La théologie de la libération

Et il ne se trompait pas. Tout comme ils ont fini par le tuer (pour un temps, car c’est finalement lui qui a triomphé), ils ont presque réussi à anéantir pour l’instant un mouvement qui représente comme peu d’autres l’importance de ce lucide discernement intérieur que je qualifie maintenant de deuxième exigence pour que nous, les petits, puissions mettre fin à l’insupportable impunité de « nos » élites : la théologie de la libération. Il existe à ce sujet un documentaire ancien mais exceptionnel de la télévision espagnole. Un documentaire qui, aujourd’hui, avec le contrôle absolu de tous les grands médias par « nos » élites, serait totalement impossible à réaliser et à diffuser.

Comme le jésuite basque Ignacio Ellacuría, recteur de l’université du Salvador, assassiné, tant d’autres théologiens et adeptes de la théologie de la libération avaient très clairement compris que « à partir du message de l’Évangile, il faut utiliser les sciences sociales, les sciences humaines et les sciences politiques pour transformer la réalité » (minute 8:50 de la vidéo ci-dessus). Don Helder Cámara le formulait de manière synthétique et pédagogique : « Quand je donne à manger aux pauvres, on me traite de saint, mais quand je me demande pourquoi il y a tant de pauvres, on me traite de communiste ».

Ils ont réussi à presque éliminer ce courant théologique, pour l’instant, même dans les milieux altermondialistes où, faute d’une bonne formation théologique chrétienne, on ne comprend pas bien que les aspirations évangéliques des théologiens et des adeptes de cette théologie n’ont rien à voir avec la récente culture woke promue et encouragée par les élites financières/« progressistes ». Ils n’ont rien à voir, même si la culture woke utilise de manière manipulatrice des questions telles que l’écologie, le féminisme, etc., qui doivent également, logiquement, avoir leur place dans un paradigme intégral de libération.

Jean-Paul II et Mgr Romero

Mais ce ne sont pas seulement le libéralisme et les dictatures qui ont assassiné Mgr Romero, les jésuites d’El Salvador, etc. Comme cela s’est produit pour Jésus, ce sont aussi les hommes des institutions religieuses. La triste image de Jean-Paul II réprimandant publiquement et de manière humiliante Ernesto Cardenal en est un symbole. Un Jean-Paul II qui n’a jamais surmonté sa russophobie et qui, tout en maltraitant des prêtres dignes comme Ernesto Cardenal ou en refusant de recevoir un prophète comme Mgr Romero, collaborait très étroitement avec Reagan et Thatcher.

Dans un article bouleversant, María López Vigil a magistralement expliqué la grande souffrance que Mgr Romero a dû endurer en 1979 à cause de toute l’humiliation dont Jean-Paul II l’a affligé.
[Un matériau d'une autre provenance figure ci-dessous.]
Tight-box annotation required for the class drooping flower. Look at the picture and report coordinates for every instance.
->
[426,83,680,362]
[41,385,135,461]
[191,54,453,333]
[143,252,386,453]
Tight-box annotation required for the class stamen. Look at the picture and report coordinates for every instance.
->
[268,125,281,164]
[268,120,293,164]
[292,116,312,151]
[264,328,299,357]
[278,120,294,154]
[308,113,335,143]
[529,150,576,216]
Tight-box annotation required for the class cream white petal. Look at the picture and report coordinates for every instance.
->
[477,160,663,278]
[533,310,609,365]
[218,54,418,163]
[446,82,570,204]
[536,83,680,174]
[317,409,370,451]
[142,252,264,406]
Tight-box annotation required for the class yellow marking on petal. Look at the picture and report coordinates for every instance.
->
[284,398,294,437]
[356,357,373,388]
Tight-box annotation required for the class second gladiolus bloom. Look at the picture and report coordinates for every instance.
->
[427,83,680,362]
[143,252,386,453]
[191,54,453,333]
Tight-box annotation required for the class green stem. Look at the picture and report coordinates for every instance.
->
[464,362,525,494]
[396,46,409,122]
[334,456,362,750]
Il est certain qu’avec des événements tels que la canonisation de Mgr Romero, le Seigneur a finalement rejeté de tels comportements. Et tout cela se passait alors que, par exemple, le prédateur sexuel compulsif Marcial Maciel, fondateur des Légionnaires du Christ, évoluait au sein du Vatican, avec ses millions de dollars, comme s’il était chez lui.

S’il est vrai que Jean-Paul II a finalement fini par s’agenouiller et prier, des années plus tard, devant la tombe de Mgr Romero, j’ai voulu rappeler ces événements car le rejet et la critique de la théologie de la libération, bien que ses racines soient profondément évangéliques, sont encore trop vivants et actifs dans de nombreux secteurs catholiques où l’énorme souffrance des victimes de ce monde n’est en aucun cas une priorité. Et, bien sûr, depuis l’agression « non provoquée » de la Russie contre l’Ukraine, une russophobie très astucieusement et savamment entretenue reste plus vivante et active que jamais, ce qui pourrait finir par mener le monde à l’Armageddon.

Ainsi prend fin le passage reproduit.